Isozaki's writings offer a special challenge to the Western concept of architecture: "Architectural discourse demands that we view buildings as events and not simply as inert objects. In a sense this might be equivalent to grasping the buildings as textual spaces. By not only considering the objectness of buildings but also discussing the texts written about them, thus shifting the stance to the metalevel, I believe we can reconstruct the problematic that each building originally internalized." He presents the question of what did architecture in Japan lose after it entered modernism? He explains it by identifying what is essentially Japanese in architecture from the seventh to the twentieth century, by organizing the book into four main sections; Japan-ness in Architecture, A Mimicry of Origin: Emperor Tenmu’s Ise Jingu, Construction of the Pure Land (Jodo) Chogen’s Rebuilding of Todai-ji, and A Diaonal Strategy Katsura as Envisioned by “Enshu Taste”. These buildings are the selected true “Japanese” architecture by Isozaki.
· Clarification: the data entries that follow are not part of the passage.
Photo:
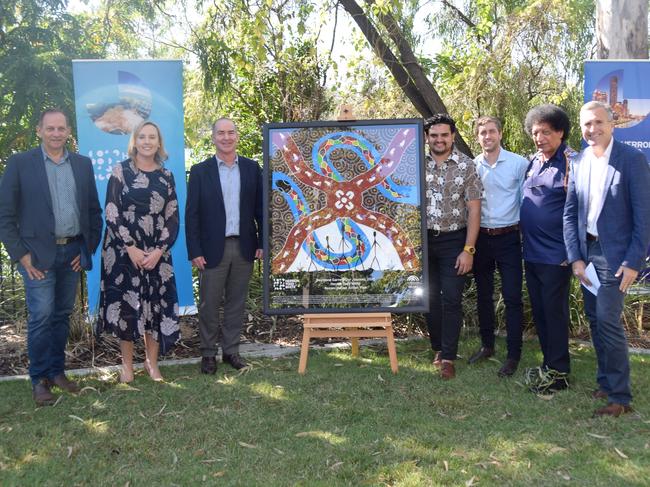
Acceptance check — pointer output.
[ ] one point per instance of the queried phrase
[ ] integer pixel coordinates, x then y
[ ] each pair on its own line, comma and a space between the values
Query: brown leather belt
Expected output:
67, 240
500, 230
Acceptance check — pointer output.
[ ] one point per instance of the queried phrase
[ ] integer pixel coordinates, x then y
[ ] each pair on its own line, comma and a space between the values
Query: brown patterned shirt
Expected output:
448, 188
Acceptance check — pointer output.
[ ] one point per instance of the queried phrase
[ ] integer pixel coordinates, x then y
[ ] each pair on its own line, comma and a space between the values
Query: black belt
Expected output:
67, 240
500, 230
438, 233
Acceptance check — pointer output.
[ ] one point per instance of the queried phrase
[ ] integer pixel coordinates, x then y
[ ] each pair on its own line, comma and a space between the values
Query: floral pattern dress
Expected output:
140, 207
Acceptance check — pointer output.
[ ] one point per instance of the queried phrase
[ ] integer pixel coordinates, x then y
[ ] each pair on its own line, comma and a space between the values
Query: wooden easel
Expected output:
347, 325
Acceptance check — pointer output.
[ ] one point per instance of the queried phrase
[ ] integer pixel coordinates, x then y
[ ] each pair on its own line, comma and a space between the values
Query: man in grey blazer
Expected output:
607, 224
50, 222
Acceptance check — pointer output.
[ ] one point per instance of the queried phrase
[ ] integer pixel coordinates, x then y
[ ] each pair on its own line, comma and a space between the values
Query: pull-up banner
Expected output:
112, 98
624, 86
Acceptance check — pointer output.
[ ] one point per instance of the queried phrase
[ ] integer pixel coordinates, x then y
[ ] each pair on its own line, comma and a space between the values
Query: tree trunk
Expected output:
407, 71
622, 29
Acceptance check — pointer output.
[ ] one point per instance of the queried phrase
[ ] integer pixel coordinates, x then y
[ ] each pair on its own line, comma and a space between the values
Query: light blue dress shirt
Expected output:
230, 188
502, 188
63, 191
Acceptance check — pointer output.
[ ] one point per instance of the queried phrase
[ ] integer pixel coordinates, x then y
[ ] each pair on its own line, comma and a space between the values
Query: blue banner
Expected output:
112, 98
624, 86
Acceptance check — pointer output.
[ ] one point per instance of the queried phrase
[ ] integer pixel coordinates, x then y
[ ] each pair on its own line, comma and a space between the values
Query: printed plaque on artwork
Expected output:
344, 226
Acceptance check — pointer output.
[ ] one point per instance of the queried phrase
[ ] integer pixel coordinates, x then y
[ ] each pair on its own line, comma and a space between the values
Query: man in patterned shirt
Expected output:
453, 194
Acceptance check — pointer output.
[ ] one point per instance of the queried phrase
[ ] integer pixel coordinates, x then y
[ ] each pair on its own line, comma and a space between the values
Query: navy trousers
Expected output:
548, 289
445, 317
607, 333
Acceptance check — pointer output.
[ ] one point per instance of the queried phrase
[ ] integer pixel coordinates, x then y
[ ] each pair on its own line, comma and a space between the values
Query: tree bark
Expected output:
622, 29
407, 71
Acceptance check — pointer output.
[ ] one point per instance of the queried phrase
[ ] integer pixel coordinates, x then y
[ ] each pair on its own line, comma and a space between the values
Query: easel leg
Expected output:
304, 351
392, 353
355, 347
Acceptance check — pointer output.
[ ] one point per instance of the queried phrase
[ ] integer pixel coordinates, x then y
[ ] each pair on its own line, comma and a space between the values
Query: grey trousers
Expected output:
228, 284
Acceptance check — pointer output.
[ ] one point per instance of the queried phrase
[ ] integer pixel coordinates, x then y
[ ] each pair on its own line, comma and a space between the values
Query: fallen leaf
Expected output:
598, 436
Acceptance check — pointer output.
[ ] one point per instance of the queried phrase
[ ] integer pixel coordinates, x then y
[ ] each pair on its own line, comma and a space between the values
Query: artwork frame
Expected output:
344, 217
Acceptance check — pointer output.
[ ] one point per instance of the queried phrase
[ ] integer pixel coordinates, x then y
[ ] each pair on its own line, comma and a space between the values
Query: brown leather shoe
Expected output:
235, 361
509, 368
447, 370
42, 394
613, 409
437, 360
208, 365
598, 394
64, 383
482, 354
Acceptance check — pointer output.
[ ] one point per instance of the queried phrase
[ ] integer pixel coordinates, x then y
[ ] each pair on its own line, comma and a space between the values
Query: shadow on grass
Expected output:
348, 421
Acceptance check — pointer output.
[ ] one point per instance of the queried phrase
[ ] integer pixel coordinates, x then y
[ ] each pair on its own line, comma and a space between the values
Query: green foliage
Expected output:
501, 57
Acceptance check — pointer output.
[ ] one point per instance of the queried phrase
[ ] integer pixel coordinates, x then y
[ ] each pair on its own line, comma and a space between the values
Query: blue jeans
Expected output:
50, 302
607, 333
502, 252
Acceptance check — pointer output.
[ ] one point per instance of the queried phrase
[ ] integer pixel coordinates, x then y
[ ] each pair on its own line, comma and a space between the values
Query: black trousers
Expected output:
548, 288
502, 253
445, 317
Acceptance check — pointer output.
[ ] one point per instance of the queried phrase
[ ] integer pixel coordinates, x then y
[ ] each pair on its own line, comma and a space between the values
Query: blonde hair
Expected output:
161, 154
In the first essay, Isozaki analyzes the struggles of modern Japanese architects, including himself, to create something uniquely Japanese out of modernity. It also includes thoughtful accounts of Frank Lloyd Wright's design of the Imperial Hotel in Tokyo, and Bruno Taut’s designs in Japan. In the second essay, “Western Structure versus Japanese Space”, he describes how Japanese design is as much about emptiness as it is about structure. It is a perspective that comes naturally to the country that gave Zen Buddhism to the world. He then circles back in history to find what he calls Japan-ness in the seventh-century Ise shrine, reconstruction of the twelfth-century Todai-ji Temple, and the seventeenth-century Katsura Imperial Villa.

Ise’s architecture in the context of the unique system of renewing the precincts, which is called shikinen-zokan, it may seem improper to define it by way of the Western concept of an everlasting materiality. It may not be considered as architecture. However, these ideas are just evolved from the Western idea of architecture. This ritual of rebuilding and relocating reiterated, represent the Zen idea of Japanese architecture. Isozaki claims that the unknown, not logical concept behind Ise Shrine is a quality of Japan-ness, compare to the Western logical approach to architecture.

Isozaki explains that Katsura as "a text rich in ambiguity, where architectural languages of quite different formal and temporal inspiration are juxtaposed. These layers of approach and language have made Katsura an object of incessant new reading strategies". Its main trait is that it has no clearly defined, dominant form or style, and number of design methods is used in both building and garden. Katsura is considered as a layered space, which includes transparent interior, shoji screens, and the use of shelves. Isozaki also questions the authorship of Katsura. Baruno Taut named Enshu as the designer and until the 1930s that was the most commonly held view. Isozaki states that Taut’s statement is built around a blind spot, one concerned with the concept of authorship itself. In Samurai society and the shogunate, Enshu’s status is ambiguous and cannot be defined by Western style of “hierarchy” or “authorship”.

This book is a great text to understand the hidden complex quality of Japanese architecture. Isozaki forces our minds to be free and flexible culturally. His philosophy is reflected on his analysis of the buildings. For non-Japanese speaking people, the cultural background and the Japanese terms may be hard to follow and understand. As Isozaki explains, Japanese culture is ambiguous and intricate. However, the ten-page glossary in the end should be helpful to look at, just to ne familiar with the building, names and technical terms.

Another great quality about this book is that each essay focuses on a very specific topic, on each building and social issue is that is related, to understand the bigger topic, such as Ise, Katsura, and Todaiji. Especially if the reader has not been to these buildings, the great description and the narrative of the building would be a great help to visualize them.

In order to understand the quality of traditional Japanese architecture that is missing in contemporary architecture is listed in this book. As I keep reading through the book, I am confident that the complex answer should rise.